According to an example embodiment of the present invention, removing the at least one vector from the first matrix may comprise providing a Housholder transformation matrix for determining a hyperplane reflection of the vectors comprising the trained weights into respective directions, determining a first output of the model for the multidimensional input with the layer comprising the first matrix, determining a second output of the model for the multidimensional input using instead of the layer a product of the Housholder transformation matrix with the respective vectors of the first matrix, learning the Housholder transformation matrix depending on the difference between the first output and the second output, determining a vector for that the direction of the hyperplane reflection is invariant in the training of the Housholder transformation, and removing the vector.

The model may comprise a plurality of layers, wherein configuring the model comprises determining the layer of reduced dimensions, for the respective layers of the plurality of layers depending on the training data.

The model may be configured to determine the input of the layer depending on an input of the model, wherein the training data comprises pairs of an input of the model and a ground truth for the output of the model, wherein the input represents or comprises a sensor signal, and wherein the output and the ground truth represents or comprises a classification of the sensor signal, or wherein the input represents or comprises text, and the output and the ground truth represents or comprises a digital image and/or or an audio signal, or wherein the input represents or comprises text and a semantic map, and the output and the ground truth represents or comprises a digital image, or wherein the input represents or comprises at least one operating quantity of a technical system and the output and the ground truth represents or comprises a sensor signal.

The method may comprise receiving an input of the model that comprises or represents information about a technical system, determining an output of the configured model that the configured model outputs for the input of the model, and outputting the output of the configured model and/or operating the technical system depending on the output of the configured model.

According to an example embodiment of the present invention, the device for configuring a model comprises at least one processor and at least one memory, wherein the at least one memory comprises instructions that are executable by the at least one processor, and that, when executed by the at least one processor cause the device to execute the method for configuring the model.

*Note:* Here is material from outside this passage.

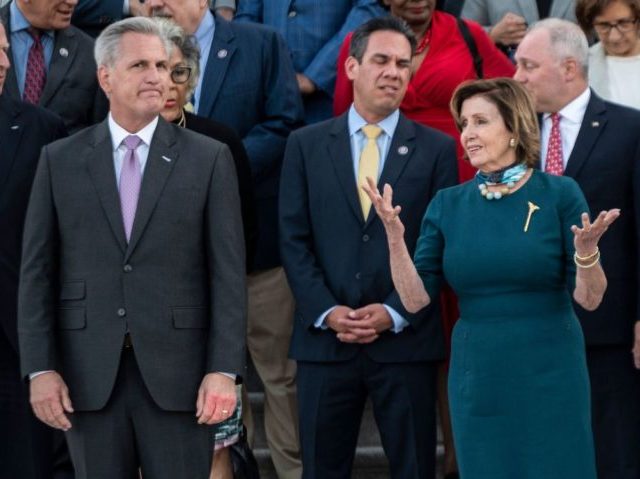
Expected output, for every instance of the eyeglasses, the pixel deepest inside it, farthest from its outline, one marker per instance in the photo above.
(181, 74)
(623, 26)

A computer program may comprise instructions that are executable by a computer and that, when executed by the computer, cause the computer to execute the method for configuring the model, according to the present invention.

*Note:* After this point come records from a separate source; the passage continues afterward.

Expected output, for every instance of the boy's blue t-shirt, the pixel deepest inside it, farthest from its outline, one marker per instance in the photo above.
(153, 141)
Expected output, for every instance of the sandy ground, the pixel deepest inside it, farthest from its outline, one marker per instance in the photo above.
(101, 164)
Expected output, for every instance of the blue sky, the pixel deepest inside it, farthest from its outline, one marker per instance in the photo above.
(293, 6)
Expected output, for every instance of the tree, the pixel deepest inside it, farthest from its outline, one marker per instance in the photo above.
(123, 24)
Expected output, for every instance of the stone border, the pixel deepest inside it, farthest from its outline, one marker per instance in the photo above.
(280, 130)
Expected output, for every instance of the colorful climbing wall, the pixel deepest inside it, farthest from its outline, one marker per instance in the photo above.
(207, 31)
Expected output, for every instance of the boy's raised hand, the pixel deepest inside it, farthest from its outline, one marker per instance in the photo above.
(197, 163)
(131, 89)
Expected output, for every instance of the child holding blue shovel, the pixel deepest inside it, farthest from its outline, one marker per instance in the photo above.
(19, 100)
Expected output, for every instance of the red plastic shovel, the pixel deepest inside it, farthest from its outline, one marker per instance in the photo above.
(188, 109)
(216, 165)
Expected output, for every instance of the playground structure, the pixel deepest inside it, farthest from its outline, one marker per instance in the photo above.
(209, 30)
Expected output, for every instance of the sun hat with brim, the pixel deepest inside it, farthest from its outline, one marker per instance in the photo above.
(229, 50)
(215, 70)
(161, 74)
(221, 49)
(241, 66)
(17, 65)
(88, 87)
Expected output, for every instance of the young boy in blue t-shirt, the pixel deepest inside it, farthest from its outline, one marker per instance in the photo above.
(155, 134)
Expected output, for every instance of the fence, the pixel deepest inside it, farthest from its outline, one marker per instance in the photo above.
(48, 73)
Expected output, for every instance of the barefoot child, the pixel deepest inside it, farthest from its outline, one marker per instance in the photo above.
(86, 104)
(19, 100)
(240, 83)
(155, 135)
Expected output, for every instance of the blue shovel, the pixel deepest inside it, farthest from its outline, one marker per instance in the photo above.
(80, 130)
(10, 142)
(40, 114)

According to an example embodiment of the present invention, a data structure, in particular a computer implemented data structure, for configuring a model, comprises at least one data field for the model configured for determining an output of the model depending on an output of a layer of the model, wherein the layer is configured to map a multidimensional input of the layer depending on trained weights to a multidimensional output of the layer, wherein the data structure comprises at least one data field for iteratively arranging the trained weights in vectors of a first matrix, wherein the data structure comprises at least one data field for a second matrix determined by removing at least one vector from the first matrix, wherein the data structure comprises at least one data field for an input of reduced dimensions determined by removing from the multidimensional input the dimension that corresponds or the dimensions that correspond to the at least one vector, wherein the data structure comprises at least one data field for the configured model, wherein the model is configured with a layer of reduced dimensions that is configured to map the input of reduced dimensions depending on weights from the second matrix to an output of reduced dimensions, and wherein the model is configured for determining the output of the model depending on the output of reduced dimensions, and wherein the data structure comprises at least one data field for training data. Further embodiments of the present invention are derived from the following description and the figures.

1 FIG. 100 100 102 104 104 102 schematically depicts a device. The devicecomprises at least one processorand at least one memory. The at least one memorystores instructions. The at least one processoris configured to execute the instructions.

100 106 100 The deviceis configured for executing a method for configuring a model. The instructions, when executed by the at least one processor, cause the deviceto execute the method.

104 106 In the example, the at least one memorystores the model.

106 108 106 106 108 106 The modelmay be configured to receive input that comprises or represents information about a technical system. The modelmay be configured to determine an output of the modelfor operating the technical systemdepending on the input of the model.

108 108 The technical systemmay be a robot, in particular a vehicle. The technical systemmay be a computer controlled machine, in particular a manufacturing machine, a power tool, a household appliance, or a personal assist system.

106 106 106 According to an example, the modelis a neural network that is configured to determine an output of the modeldepending on an input of the model.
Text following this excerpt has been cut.